Casi sin darnos cuenta, inundados por sobreinformación, abotargados por días de confinamiento, casi sin darnos cuenta, volvemos a ser nosotros mismos, atrás queda la angustia y la incertidumbre, el miedo a lo desconocido, y que ahora, casi sin darnos cuenta, se ha convertido en un elemento más de la ecuación de nuestras vidas.

Una vez más volvemos la vista a los paseos, a las playas, y con la luz del atardecer, cuando ya refresca el día, volvemos a la tranquilidad de disfrutar de un entorno maravilloso.

Antes de que incluso olvidemos lo vivido, nuestros pasos se fijaran en los esteros, que se llenan y se vacían con las mareas, y así, mientras vemos enrojecer la tarde, comprenderemos que la vida al fin y al cabo tiene altibajos, a veces más pronunciados que otros, a veces, más dramáticos.

Observaremos que el agua siempre regresa, y que el estero, casi vacío volverá a llenarse. Aun sin compuertas, aun sin que la mano del hombre altere sus circunstancias, la marea imparable hace su trabajo, y nosotros, nada podremos hacer.

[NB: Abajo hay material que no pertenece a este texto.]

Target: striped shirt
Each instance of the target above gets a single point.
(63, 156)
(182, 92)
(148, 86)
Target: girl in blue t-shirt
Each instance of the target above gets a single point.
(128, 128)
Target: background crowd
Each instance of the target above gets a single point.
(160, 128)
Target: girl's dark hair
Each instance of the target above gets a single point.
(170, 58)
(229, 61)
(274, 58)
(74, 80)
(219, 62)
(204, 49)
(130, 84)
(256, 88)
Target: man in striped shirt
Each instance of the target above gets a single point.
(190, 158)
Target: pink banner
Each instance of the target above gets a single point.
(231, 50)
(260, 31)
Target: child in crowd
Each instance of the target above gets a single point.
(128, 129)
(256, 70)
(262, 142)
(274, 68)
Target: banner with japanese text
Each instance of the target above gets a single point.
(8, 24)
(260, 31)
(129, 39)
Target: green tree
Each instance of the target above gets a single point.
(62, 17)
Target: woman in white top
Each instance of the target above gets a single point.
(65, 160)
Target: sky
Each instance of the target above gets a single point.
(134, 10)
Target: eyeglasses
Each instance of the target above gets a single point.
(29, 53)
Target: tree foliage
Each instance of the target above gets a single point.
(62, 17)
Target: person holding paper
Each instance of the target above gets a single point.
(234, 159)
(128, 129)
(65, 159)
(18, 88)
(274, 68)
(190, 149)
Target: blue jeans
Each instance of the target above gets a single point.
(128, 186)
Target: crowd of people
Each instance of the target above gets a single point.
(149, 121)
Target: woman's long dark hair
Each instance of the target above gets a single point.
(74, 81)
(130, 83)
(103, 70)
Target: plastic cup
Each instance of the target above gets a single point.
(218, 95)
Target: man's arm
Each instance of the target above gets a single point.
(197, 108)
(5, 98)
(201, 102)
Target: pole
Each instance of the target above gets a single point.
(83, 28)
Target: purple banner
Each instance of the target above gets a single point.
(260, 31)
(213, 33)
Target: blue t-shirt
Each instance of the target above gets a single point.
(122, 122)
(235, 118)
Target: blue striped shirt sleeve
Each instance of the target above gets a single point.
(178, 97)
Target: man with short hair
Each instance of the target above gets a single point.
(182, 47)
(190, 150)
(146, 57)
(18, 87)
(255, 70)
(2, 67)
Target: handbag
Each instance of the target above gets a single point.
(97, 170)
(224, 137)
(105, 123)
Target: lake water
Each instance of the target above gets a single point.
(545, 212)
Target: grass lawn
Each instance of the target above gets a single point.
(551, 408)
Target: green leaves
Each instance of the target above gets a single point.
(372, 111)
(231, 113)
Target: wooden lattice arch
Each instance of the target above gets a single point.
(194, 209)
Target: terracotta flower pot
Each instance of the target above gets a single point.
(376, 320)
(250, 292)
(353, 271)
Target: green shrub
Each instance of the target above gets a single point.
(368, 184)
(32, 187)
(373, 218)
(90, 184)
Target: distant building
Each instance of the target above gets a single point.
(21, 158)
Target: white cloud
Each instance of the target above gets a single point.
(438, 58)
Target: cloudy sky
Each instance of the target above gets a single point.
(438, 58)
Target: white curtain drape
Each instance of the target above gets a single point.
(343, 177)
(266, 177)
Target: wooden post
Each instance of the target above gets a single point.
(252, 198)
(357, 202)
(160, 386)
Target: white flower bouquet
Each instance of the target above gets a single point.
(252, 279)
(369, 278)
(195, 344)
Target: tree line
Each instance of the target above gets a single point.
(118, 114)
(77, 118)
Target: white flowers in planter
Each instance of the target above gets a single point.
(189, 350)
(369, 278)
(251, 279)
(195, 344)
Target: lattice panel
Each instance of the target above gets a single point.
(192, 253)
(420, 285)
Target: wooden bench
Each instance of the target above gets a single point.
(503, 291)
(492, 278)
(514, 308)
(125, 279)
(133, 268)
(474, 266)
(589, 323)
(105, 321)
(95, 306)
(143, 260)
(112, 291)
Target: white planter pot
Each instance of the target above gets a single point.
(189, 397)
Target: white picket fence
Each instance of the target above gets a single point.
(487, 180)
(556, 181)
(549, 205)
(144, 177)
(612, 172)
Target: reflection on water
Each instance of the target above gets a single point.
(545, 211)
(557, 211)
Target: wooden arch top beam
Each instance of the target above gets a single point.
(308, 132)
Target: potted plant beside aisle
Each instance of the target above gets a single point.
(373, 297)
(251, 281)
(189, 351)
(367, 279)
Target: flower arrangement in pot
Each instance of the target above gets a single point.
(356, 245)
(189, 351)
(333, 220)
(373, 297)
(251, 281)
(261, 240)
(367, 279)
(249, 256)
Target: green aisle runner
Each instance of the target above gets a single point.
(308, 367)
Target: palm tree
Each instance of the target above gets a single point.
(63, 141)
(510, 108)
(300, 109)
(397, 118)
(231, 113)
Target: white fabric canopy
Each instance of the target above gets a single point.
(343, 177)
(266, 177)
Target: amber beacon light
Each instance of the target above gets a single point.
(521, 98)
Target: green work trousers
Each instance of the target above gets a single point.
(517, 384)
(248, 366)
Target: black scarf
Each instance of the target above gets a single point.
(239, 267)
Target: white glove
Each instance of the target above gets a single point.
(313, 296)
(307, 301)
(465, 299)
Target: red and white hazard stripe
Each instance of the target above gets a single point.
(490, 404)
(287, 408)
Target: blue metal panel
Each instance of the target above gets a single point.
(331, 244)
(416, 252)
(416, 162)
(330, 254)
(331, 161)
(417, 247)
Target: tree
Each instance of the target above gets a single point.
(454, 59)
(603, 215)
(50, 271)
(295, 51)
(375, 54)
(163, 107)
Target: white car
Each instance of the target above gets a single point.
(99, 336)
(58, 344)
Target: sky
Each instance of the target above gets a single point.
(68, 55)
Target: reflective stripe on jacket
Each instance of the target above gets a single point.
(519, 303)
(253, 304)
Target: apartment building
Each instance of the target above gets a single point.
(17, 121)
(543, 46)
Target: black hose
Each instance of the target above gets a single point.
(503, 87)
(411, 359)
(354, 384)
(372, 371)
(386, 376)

Las huellas de la bajamar mostrarán las marcas del agua, dejarán al descubierto las heridas, y luego, el bálsamo de la pleamar, volverá a sanarlas mientras cae la tarde.

Lo ocurrido va pasando, no es un recuerdo, ya que aún lo vivimos, pero perdido el miedo, llega el respeto, el respeto a lo conocido, y el lamento por los que se fueron entre la angustia, el miedo y la soledad.

Acaba el tiempo y la tarde ya va cayendo, el rojo atardecer dejará paso al plateado resplandor sobre el estero, el agua bajará y subirá, y nosotros, no olvidaremos la experiencia, de la que habremos aprendido que la vida simplemente pasa.